If that were so—and suddenly she felt that it was so, that she had hit upon the truth—then she was surely in great danger. For Arabian was not the man to let an unique opportunity slip through his fingers without putting up a tremendous fight.

She must find someone to help her against this man. Again she thought of Garstin. But he had his own battle to fight, the battle about the portrait. Then she thought of Craven. Obscurely long ago—it seemed at least long ago—she had felt that she might some day need Craven in her life. How strange that was! What mysterious instinct had warned her then? But now Craven was hostile to her. How could she go to him? And then there flashed upon her the thought:

“But I can’t go to anybody! I have promised Adela.”

That thought struck her like a blow, struck her so hard that she stood still on the pavement.
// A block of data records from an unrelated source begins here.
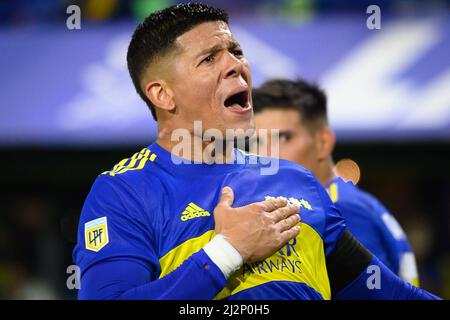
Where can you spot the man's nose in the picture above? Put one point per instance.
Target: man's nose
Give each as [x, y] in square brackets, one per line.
[234, 66]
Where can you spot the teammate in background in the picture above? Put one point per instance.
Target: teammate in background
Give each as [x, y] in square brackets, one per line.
[170, 225]
[299, 110]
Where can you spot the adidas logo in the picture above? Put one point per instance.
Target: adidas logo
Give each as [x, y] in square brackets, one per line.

And she realized immediately that either she must do without any help at all, or that, in spite of all that had happened, she must ask Adela to help her. For she could never break her promise to Adela. She knew that. She knew that she would rather go under than betray Adela’s confidence. Adela had done a fine thing, something that she, Beryl, had not believed it was in any woman to do. She could not have done it, but on the other hand she could not be vile. It was not in her to be vile.

She heard a step in the darkness and realized what she was doing. Instantly she hurried on, almost running. She must gain shelter, must be in the midst of light, must be between four walls, must speak to someone who knew her, and who would not do her harm. Claridge’s—old Fanny! A few minutes later she entered the hotel almost breathless.